同様に、パターン2は0.1 × 0.4 = 0.04だ。
パターン3、道路が混雑していない確率は0.6なので、0.2 × 0.6 = 0.12。
最後、パターン4は0.8 × 0.6 = 0.48。
ちょっと計算が多いので、一旦ここでまとめておこう。
なお、それぞれのパターンで実際にかかる時間も表に入れてみる。
パターン | 確率 | かかる時間(分) |
---|---|---|
1 | 0.36 | 80 |
2 | 0.04 | 100 |
3 | 0.12 | 80 |
4 | 0.48 | 50 |
あとは、単純に平均値を求めればいい。
各パターンにおける確率と所要時間を掛け、それらの合計を出せば求まる。
これを計算すると、66.4分となり、およそ66分なので選択肢のイが正解となる。
問77
論理回路と並び定番の損益分岐点分析だ。
今回は、今年度の情報が与えられており、変動費率が変わらない場合に次年度を計算する。
過去私が書いた解説を見てくださっている方にはもうくどいかもしれないが、やはり復習はしておこう。
変動費率とは売上全体に対する変動費の割合で、以下の式で求められる。
$$変動費率 = \frac{変動費}{売上}$$
どんなに簡単な問題でも、この式は毎年必ず使うので覚えておこう。
さて、今年の情報をちょっとまとめて、改めて表に直しておこう。
項目 | 金額(単位:百万円) |
---|---|
売上高 | 1,600 |
変動費 | 960 |
固定費 | 480 |
利益 | 160 |
来年度について、今年度と変動費率が変わらず、固定費を追加して利益を240百万円にしたい。
そのとき、来年度の売上高をいくらにすればいいか聞かれているので、それを\(x\)にする。

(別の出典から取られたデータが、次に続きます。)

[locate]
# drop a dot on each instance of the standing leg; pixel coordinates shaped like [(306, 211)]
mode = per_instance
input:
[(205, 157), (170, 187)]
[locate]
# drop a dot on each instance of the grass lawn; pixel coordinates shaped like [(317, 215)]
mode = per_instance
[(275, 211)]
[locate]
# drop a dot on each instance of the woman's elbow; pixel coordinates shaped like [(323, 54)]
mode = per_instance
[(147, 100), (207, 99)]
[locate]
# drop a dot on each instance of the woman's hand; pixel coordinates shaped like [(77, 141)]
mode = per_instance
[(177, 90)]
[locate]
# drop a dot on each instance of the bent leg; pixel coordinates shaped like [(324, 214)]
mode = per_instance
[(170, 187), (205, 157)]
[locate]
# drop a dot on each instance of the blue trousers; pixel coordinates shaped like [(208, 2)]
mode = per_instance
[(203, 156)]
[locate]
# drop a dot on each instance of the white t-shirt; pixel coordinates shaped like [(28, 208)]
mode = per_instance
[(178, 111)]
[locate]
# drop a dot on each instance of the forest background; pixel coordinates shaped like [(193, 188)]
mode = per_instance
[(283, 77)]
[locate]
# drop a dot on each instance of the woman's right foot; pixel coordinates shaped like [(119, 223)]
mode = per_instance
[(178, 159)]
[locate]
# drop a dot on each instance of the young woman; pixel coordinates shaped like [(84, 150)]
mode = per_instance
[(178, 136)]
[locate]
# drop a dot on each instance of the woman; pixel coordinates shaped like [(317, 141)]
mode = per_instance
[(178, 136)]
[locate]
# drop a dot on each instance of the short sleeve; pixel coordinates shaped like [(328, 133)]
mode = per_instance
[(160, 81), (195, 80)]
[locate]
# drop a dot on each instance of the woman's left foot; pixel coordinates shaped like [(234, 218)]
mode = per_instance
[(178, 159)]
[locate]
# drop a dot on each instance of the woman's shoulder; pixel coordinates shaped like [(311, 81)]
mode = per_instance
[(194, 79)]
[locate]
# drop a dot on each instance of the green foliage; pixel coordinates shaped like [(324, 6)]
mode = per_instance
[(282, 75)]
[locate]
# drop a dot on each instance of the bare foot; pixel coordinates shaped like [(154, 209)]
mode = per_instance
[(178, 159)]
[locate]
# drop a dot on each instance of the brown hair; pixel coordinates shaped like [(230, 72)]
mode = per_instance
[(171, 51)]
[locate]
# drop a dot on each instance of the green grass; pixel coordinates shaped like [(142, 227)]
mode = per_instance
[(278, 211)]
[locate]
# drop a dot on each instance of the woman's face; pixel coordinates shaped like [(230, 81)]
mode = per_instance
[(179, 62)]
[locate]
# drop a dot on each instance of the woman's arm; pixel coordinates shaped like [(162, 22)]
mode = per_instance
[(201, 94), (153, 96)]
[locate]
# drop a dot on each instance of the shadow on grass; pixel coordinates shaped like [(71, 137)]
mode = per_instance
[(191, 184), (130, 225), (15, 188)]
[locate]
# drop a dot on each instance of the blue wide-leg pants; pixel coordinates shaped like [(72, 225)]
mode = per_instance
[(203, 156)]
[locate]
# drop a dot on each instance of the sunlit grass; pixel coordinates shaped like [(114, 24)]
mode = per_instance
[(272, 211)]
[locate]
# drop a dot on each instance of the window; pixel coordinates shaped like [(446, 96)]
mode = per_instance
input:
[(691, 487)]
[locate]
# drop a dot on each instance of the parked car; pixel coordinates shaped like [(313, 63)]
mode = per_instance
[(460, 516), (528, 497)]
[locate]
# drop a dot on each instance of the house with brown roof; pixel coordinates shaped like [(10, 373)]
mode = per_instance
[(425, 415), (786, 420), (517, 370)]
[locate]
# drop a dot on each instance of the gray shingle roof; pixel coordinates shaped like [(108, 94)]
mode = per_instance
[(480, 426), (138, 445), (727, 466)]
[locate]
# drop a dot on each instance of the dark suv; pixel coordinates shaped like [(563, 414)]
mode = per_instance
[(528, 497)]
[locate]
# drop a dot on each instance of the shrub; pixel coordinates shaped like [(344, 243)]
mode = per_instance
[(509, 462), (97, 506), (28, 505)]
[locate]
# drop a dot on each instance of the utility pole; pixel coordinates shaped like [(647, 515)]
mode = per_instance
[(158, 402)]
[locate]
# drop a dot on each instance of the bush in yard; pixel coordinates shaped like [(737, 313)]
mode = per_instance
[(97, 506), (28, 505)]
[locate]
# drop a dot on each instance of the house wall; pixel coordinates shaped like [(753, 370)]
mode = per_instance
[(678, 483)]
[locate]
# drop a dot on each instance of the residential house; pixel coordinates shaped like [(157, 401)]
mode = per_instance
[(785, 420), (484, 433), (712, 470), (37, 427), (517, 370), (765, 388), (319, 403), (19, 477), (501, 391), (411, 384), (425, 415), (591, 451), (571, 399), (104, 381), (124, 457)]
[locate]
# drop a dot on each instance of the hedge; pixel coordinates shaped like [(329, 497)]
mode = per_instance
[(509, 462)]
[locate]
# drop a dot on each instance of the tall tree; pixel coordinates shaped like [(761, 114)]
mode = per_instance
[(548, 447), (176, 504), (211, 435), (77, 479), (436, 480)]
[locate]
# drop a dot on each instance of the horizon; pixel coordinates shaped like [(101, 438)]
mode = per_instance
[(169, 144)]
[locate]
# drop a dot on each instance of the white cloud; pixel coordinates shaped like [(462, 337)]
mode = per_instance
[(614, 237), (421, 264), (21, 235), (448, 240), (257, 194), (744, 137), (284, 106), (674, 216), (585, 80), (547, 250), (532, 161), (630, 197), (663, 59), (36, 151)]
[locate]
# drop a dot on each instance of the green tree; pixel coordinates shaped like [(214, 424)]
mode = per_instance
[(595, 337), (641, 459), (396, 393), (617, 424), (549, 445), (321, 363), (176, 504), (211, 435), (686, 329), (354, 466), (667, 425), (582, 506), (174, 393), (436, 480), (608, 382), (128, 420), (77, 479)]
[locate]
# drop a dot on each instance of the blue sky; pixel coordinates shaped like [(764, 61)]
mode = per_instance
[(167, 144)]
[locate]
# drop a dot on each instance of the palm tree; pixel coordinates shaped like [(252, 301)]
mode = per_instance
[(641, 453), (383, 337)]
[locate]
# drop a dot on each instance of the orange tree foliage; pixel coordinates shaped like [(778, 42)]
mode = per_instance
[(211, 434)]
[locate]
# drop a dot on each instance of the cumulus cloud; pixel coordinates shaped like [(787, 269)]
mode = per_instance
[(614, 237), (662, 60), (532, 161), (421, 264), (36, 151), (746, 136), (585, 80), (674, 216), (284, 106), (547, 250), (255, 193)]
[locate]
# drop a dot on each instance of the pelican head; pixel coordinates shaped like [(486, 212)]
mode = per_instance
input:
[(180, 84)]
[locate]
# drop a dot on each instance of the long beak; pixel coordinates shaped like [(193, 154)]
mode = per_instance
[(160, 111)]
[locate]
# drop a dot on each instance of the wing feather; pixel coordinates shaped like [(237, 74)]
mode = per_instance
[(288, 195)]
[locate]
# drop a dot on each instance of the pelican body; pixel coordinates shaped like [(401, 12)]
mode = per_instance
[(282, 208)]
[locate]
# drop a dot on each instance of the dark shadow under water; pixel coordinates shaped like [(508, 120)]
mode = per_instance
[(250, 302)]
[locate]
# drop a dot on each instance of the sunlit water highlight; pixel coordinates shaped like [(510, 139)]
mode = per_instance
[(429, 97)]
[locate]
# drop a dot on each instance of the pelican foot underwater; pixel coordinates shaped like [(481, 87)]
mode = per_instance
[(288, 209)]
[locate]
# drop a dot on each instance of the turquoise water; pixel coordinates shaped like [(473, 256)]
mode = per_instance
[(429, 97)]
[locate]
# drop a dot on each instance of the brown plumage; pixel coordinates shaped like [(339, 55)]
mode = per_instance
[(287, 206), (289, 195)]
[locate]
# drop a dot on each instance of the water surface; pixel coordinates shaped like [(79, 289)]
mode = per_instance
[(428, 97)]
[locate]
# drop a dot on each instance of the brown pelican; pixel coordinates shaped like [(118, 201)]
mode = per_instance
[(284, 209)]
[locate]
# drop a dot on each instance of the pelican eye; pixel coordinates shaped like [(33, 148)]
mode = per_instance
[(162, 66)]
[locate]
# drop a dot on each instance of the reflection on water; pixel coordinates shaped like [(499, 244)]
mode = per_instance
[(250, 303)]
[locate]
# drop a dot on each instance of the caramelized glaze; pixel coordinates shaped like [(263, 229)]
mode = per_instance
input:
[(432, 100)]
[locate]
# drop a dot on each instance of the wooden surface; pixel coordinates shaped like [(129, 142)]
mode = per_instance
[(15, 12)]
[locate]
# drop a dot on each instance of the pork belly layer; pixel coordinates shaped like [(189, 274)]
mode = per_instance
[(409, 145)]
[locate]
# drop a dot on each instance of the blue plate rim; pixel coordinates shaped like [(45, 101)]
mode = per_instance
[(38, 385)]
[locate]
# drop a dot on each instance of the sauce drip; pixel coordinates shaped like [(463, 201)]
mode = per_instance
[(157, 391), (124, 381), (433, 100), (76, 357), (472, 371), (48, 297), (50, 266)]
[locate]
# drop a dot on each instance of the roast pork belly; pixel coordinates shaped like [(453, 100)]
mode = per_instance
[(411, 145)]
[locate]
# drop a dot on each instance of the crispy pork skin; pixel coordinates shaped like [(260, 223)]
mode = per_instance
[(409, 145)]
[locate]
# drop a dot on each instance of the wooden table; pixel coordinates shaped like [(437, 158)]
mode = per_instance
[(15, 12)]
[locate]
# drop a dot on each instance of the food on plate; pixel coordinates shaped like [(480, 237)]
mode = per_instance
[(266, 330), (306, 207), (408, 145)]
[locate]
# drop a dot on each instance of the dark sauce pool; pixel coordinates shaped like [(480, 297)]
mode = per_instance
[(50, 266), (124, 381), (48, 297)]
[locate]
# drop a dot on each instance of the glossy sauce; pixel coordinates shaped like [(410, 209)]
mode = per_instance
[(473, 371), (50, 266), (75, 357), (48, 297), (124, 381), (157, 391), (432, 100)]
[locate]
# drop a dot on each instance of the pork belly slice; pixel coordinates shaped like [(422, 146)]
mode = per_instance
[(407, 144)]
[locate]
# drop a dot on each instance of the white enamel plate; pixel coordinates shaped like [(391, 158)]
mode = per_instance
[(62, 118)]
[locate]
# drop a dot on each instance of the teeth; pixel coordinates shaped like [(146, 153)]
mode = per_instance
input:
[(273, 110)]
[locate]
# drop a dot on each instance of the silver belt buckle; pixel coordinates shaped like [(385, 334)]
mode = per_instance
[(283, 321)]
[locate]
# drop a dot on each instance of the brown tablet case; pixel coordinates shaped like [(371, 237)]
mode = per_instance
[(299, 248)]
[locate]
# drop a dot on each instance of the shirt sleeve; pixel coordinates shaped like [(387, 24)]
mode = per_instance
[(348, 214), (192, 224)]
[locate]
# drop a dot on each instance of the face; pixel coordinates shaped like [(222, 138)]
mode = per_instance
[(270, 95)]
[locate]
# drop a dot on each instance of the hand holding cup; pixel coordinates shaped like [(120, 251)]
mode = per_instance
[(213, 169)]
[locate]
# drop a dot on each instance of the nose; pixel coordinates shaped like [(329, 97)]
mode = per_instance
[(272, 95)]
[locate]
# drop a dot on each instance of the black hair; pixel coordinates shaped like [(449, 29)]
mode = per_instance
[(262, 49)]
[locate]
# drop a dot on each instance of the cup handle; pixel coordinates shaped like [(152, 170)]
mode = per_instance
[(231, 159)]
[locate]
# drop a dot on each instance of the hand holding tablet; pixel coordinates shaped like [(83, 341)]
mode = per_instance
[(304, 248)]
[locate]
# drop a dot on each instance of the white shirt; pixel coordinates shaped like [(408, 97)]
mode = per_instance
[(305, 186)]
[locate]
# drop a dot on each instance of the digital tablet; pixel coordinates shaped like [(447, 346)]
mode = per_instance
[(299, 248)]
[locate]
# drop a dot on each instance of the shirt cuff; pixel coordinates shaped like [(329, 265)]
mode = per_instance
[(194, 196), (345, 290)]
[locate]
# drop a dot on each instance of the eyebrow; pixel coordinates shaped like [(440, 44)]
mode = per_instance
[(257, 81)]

今\(x\)が入っているが、その状態で来年の目標を表にしてみよう。
項目 | 金額(単位:百万円) |
---|---|
売上高 | \(x\) |
変動費 | \(0.6x\) |
固定費 | 480 + 80 + 20 = 580 |
利益 | 240 |
ということで、あとはひたすら計算になる。
売上高から変動費、固定費を引けば利益になるので、以下の式が立てられる。
$$x – 0.6x – 580 = 240$$
これを解くと\(x = 2050\)、よって選択肢のエが正解だ。